Телефон на столе продолжал надрываться, вибрируя и подпрыгивая на полированной поверхности.

Так, соберись, Разумовский. Телефон. Кто-то названивает с утра пораньше. Это либо конец света, либо что-то очень, очень близкое к нему.

Экран телефона светился безжалостно. Я прищурился, пытаясь разобрать буквы.

«Шаповалов И. С.»

Шаповалов? В семь утра? Он же во Владимире…

Если он звонит в такое время… Значит что-то случилось.

— Алло? — мой голос прозвучал хрипло.

— ИЛЮША! — крик Шаповалова, ударил по барабанным перепонкам. — Родненький! Миленький! Спаси! Мишка… МОЙ СЫН МИШКА! В РЕАНИМАЦИИ!

Сон испарился мгновенно, без следа.

Адреналин шарахнул по венам лучше любого двойного эспрессо. Мозг переключился в боевой режим за долю секунды.

Мишка — его сын. Шесть лет. Единственный, поздний, обожаемый ребенок. Шаповалов души в нем не чаел, хоть и тщательно скрывает это за своей обычной маской циничного хирурга.

— У него «стекляшка»! — Шаповалов выкрикивал слова как автоматная очередь. — Тяжелейшая форма! Орлова привезла его полчаса назад! Дыхательная недостаточность! Они подключили его к ИВЛ, но это не помогает! Сатурация семьдесят процентов на чистом кислороде! Они говорят… — его голос окончательно сломался, перейдя в сдавленный шепот, — они говорят, он не протянет и часа!

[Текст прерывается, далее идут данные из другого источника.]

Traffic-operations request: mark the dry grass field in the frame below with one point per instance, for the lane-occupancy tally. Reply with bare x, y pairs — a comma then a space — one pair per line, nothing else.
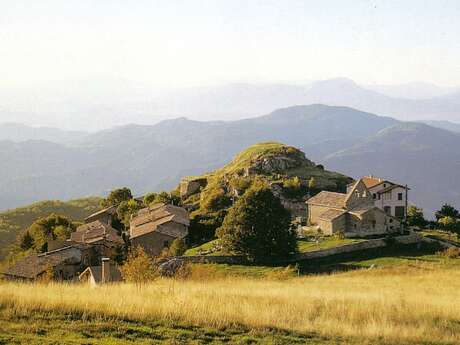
417, 304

Семьдесят процентов сатурации на стопроцентном кислороде — это медицинская катастрофа. Норма — девяносто пять и выше. При восьмидесяти начинается выраженная гипоксия тканей. При семидесяти — необратимые изменения в клетках головного мозга. У этого ребенка есть… не так много времени.

— Игорь Степанович, — я вскочил, пошатнулся от резкого головокружения, схватился за край тяжелого дубового стола. — Какие еще симптомы? Температура? Сознание?

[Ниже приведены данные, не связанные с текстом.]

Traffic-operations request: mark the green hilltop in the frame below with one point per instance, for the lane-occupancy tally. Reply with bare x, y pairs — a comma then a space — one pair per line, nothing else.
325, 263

— Сорок и два! Без сознания! Судороги были по дороге! Илья, пожалуйста… — и тут железный Шаповалов, гроза ординаторов, окончательно сломался. — Он… он же все, что у меня есть… Спаси его… Я буду должен тебе всю свою оставшуюся жизнь…

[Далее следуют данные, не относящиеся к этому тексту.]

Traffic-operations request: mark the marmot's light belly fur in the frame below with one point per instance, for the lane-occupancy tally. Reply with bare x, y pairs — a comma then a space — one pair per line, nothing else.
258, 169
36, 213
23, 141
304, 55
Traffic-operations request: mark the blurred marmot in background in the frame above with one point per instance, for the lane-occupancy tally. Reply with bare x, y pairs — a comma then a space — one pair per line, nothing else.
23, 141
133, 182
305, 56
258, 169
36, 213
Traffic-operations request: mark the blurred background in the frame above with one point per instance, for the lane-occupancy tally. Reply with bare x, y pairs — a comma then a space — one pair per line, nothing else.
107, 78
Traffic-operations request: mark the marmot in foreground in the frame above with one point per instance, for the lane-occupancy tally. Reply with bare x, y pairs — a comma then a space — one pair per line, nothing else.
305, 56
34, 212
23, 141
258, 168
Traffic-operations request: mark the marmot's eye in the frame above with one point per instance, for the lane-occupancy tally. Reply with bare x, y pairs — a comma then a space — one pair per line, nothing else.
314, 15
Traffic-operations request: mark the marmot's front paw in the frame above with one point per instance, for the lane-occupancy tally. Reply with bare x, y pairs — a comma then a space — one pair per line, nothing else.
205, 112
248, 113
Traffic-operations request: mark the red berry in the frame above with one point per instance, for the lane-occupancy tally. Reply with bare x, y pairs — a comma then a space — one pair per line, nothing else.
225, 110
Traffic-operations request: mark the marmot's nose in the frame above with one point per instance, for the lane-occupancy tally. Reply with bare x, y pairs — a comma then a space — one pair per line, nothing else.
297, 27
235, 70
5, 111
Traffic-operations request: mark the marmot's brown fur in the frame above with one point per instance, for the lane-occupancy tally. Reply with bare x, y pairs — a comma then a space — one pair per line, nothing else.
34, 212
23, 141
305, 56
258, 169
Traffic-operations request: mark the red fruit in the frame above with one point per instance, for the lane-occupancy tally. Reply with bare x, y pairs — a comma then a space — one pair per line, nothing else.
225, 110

Он плачет. Игорь Степанович Шаповалов плачет. Человек, который за тридцать лет в хирургии видел тысячи смертей, не пролил ни единой слезинки. А сейчас он рыдает в трубку.

— Я уже бегу, — сказал я. — Буду в реанимации через пять минут. Четыре, если срежу через приемный покой.

— Илья… спаси его… умоляю…

— Спасу, — твердо пообещал я и отключился.

Обещания, которые никогда, ни при каких обстоятельствах нельзя давать. Но что еще можно было сказать отцу, чей единственный ребенок прямо сейчас умирает?

Фырк подскочил на столе, его шерсть стояла дыбом.

— Что⁈ Кто⁈ Где⁈ Я готов к бою! — он на секунду замер, увидев выражение моего лица. — Ох… Что-то очень серьезное?

— Сын Шаповалова умирает. «Стекляшка». У нас есть от силы минут двадцать.

— Двадцать минут⁈ — Фырк запрыгнул мне на плечо. — Ты успеешь?

— Посмотрим, — я рванул к двери.

Закрыл тайную комнату. Выскочил в пустой коридор, на ходу запирая тяжелую дубовую дверь кабинета.

И побежал.

Я влетел в отделение как торнадо. Двери с двойным остеклением распахнулись с таким грохотом, что одна из стеклянных панелей жалобно дрогнула в раме.

Дежурная медсестра подпрыгнула от неожиданности и уронила металлический лоток с ампулами. Прозрачное стекло разлетелось по кафельному полу.

— Некогда! — крикнул я, не останавливаясь ни на секунду. — Потом уберу!

Ворвался в реанимацию

Картина у койки была животрепещущая.